In the case of FIG. 3, the cutting of the profile is effected by cutting on the dotted cut lines 7 and 8. The cuts on the line 7 are inclined at forty-five degrees (45°) to the length of the FIG. 3 profile P from the inner edge of the body portion 1 through to a point which is intermediate of the width of the nailing fin 2 while the cut lines 8 are cut at forty-five degree (45°) angles to the length of the profile from the outer edge of the nailing fin 2 to meet at such intermediate point of the width of the nailing fin so that each of the sections 9 formed by this optimized cutting provides a nailing fin 2 which has right angular ends with the apex 10 lying on the selected intermediate point of the nailing fin.
Thus, when the sections 9 are assembled together into the window frame as illustrated in FIG. 4, the corners 11 of the assembled frame 12 are bevelled at forty-five degrees (45°). This arrangement facilitates the welding of the flexible nailing fin sections and eliminates the sharp frame corners designated at 6 in FIG. 2.
By cutting the profile P as illustrated in FIG. 3, and as an example having selected the annex 10 to lie on the mid-point of the width of the nailing fin, the required length Z of the profile P needed to fabricate the window frame 12 illustrated in detail in FIG. 4 would be four times the length of the body portion 1 which in the case of the illustration given above for a window frame to fit a ten inch square opening in a wall is 40 inches plus eight times one-half the width of the nailing fin 2 or 6 inches giving a total dimension Z of 46 inches resulting in a saving of 6 inches of profile length providing a significant saving in the amount of material required to form the window frame.
It will be understood that the closer the apex 10, that the closer the cuts 7 and 8 are to the body portion of the profile P, the greater will be the saving of material. However, the apex 10 must be spaced from the body 1 to provide adequate space for caulking at the comers of the frame 12. A typical cutting of the profile P would be having the apex 10 lying on the midpoint of the width of the nailing fin.
As discussed above, if the apex 10 is moved closer to the body portion, the saving of material will be increased. On the other hand, if for some reason a wider corner is required and the apex 10 is moved outwardly of the midpoint of the nailing fin, the saving of material will be accordingly reduced.
It will be understood that as the window frame complexity increases the ability to produce the frame from a significantly shorter length of profile provides a very important saving.

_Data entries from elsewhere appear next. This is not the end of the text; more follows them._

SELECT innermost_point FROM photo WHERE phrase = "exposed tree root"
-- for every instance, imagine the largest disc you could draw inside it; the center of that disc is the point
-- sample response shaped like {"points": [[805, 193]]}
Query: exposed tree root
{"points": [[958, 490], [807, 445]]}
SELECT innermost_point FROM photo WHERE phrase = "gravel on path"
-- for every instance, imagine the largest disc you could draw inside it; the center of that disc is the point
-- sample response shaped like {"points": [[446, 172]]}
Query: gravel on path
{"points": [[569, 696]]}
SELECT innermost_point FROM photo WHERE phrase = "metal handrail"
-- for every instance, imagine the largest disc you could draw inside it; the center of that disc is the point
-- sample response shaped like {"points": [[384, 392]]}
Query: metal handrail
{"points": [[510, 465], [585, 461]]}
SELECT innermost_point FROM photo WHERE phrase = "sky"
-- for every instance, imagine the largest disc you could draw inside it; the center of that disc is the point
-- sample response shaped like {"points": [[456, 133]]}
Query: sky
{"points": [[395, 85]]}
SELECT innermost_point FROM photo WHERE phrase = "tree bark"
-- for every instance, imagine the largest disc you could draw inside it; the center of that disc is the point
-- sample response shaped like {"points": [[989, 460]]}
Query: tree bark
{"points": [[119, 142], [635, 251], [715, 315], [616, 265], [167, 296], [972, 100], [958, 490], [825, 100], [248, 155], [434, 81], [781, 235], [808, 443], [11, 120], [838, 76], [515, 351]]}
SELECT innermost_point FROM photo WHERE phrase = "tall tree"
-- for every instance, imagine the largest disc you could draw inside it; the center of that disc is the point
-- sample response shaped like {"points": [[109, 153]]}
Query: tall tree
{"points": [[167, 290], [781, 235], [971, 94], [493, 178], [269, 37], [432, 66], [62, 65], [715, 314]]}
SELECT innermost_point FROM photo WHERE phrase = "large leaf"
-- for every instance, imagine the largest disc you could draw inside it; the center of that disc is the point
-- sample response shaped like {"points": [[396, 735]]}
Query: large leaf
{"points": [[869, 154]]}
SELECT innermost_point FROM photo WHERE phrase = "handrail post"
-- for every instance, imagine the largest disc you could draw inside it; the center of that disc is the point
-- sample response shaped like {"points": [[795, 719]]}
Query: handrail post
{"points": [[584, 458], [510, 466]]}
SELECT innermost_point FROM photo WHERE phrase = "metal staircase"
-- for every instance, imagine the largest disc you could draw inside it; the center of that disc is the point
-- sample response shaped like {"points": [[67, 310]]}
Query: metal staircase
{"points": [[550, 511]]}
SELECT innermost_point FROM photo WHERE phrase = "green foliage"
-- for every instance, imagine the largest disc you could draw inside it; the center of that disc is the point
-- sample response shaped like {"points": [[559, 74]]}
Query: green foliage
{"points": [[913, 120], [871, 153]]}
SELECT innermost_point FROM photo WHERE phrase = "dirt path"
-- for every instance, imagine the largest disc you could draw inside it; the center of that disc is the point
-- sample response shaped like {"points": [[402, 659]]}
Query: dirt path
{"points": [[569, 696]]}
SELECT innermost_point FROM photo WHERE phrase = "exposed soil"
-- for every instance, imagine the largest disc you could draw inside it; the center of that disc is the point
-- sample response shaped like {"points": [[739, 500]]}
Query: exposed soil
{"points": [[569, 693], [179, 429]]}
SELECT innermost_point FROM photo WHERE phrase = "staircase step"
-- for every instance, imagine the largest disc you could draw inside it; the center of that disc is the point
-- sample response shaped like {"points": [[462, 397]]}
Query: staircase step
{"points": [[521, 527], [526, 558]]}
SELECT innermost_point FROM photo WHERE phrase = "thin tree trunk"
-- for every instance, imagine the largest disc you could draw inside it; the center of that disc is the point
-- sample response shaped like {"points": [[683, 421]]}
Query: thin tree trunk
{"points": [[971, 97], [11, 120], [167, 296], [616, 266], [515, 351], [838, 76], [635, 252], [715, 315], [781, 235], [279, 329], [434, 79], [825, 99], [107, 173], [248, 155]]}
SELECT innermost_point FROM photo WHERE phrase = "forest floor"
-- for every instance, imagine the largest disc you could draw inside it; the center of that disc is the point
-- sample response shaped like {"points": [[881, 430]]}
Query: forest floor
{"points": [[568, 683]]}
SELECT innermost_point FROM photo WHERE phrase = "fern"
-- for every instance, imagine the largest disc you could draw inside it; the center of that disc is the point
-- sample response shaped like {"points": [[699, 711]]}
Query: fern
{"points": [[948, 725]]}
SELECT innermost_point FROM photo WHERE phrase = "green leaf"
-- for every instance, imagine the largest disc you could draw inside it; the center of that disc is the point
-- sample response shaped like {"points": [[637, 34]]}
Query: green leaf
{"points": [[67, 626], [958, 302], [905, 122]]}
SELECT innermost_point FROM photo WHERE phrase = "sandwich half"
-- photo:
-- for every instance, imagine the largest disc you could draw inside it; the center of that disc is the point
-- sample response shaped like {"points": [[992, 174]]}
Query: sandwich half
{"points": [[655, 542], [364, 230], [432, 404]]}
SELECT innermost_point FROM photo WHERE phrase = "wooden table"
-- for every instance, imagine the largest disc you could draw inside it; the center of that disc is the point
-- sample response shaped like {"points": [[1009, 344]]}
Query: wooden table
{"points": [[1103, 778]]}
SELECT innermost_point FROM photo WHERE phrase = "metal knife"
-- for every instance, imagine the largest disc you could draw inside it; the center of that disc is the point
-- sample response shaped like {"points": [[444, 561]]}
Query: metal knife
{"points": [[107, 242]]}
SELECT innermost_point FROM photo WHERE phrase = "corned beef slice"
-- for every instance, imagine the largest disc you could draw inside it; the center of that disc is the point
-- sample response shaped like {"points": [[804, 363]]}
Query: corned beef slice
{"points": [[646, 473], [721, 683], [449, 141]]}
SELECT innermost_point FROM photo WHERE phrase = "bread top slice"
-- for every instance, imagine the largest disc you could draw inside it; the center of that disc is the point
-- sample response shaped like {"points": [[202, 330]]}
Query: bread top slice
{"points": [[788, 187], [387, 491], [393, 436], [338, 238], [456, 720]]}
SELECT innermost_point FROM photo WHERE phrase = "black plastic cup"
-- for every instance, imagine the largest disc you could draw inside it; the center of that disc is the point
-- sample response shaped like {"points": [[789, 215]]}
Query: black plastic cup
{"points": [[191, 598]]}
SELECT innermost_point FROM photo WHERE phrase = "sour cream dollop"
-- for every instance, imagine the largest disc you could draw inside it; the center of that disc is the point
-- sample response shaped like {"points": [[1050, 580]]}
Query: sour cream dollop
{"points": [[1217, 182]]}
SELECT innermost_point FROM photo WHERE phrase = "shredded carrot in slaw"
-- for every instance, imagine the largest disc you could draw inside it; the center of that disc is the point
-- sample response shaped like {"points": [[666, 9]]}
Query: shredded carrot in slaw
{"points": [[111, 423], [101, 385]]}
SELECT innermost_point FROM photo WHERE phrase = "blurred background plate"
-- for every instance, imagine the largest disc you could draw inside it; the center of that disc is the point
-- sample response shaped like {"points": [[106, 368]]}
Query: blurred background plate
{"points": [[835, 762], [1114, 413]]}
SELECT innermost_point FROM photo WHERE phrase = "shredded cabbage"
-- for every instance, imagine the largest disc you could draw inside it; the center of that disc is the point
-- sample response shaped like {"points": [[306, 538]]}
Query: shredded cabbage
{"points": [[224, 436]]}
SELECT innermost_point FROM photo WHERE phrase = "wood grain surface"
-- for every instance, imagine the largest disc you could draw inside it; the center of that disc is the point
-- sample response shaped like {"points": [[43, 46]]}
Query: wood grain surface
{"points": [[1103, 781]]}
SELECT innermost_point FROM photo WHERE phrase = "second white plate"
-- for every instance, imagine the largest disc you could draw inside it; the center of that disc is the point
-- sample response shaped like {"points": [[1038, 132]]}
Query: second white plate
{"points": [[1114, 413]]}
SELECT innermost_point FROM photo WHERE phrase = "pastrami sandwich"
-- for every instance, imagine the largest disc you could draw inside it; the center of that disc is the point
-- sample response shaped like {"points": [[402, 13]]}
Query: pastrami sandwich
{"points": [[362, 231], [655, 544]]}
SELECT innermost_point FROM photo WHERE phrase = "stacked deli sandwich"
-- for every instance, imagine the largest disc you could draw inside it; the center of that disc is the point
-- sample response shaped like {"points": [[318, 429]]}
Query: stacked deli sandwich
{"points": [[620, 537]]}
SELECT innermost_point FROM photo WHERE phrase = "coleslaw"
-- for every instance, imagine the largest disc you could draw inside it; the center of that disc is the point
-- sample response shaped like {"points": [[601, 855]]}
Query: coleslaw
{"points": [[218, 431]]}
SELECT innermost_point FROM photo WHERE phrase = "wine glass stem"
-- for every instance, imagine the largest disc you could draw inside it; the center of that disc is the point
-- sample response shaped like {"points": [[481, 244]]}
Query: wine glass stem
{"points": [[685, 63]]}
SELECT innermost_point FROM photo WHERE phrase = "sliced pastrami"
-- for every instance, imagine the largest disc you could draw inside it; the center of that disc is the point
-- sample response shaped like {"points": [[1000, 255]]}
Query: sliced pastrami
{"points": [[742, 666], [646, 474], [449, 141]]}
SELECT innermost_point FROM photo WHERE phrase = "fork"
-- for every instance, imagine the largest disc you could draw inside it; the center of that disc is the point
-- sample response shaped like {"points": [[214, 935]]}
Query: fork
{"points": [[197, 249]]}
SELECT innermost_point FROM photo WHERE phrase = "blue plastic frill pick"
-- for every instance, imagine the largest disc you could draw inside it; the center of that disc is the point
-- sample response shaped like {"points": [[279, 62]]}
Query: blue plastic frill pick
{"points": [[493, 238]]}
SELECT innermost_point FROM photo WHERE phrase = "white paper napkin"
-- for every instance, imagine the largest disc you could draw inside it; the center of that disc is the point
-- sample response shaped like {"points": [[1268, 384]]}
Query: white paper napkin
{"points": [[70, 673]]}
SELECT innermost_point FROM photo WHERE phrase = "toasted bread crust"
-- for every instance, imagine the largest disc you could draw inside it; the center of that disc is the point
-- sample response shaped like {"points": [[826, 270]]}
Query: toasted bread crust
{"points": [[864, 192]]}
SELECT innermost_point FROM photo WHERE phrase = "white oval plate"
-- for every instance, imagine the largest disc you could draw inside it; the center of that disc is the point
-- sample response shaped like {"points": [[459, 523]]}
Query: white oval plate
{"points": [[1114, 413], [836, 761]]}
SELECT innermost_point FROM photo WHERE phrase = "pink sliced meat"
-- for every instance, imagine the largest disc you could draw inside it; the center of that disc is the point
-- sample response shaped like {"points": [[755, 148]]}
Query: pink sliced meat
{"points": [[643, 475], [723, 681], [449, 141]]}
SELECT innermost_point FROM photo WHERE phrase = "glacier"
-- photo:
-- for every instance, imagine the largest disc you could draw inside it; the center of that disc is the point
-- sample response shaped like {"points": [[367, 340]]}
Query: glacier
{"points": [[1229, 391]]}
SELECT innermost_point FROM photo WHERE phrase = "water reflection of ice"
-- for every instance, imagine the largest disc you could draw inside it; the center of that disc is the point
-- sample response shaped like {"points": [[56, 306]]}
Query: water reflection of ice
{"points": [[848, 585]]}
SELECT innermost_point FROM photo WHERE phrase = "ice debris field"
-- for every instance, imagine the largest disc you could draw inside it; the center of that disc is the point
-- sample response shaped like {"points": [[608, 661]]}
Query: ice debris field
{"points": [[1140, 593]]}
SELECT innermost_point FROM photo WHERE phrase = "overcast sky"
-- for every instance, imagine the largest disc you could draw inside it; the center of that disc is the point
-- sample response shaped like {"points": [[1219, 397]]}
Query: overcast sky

FIG. 5 illustrates a window frame in the course of being assembled from sections 9 cut according to the optimized cutting of FIG. 3 when the apex 10 lies at the midpoint of the width of the nailing fin. In this case, the body portion 1 includes a support structure for receiving and supporting a window (not shown) and projecting outwardly from the body portion is a J-return portion 14 including a double walled section 15. This J-return 14 forms with the nailing fin 2 a J-channel to receive and cover the ends of siding.
It will be understood that the profile may be such as to receive and support one or more windows and may have a single wall J-return or even without a J-return.
The invention is particularly applicable to window frames formed of extruded vinyl but it is also applicable to extruded aluminum frames or lengths of profile of other material.
Although various embodiments of the present invention have been described herein in detail, it will be appreciated by those skilled in the art, that variations may be made thereto without departing from the scope of the appended claims.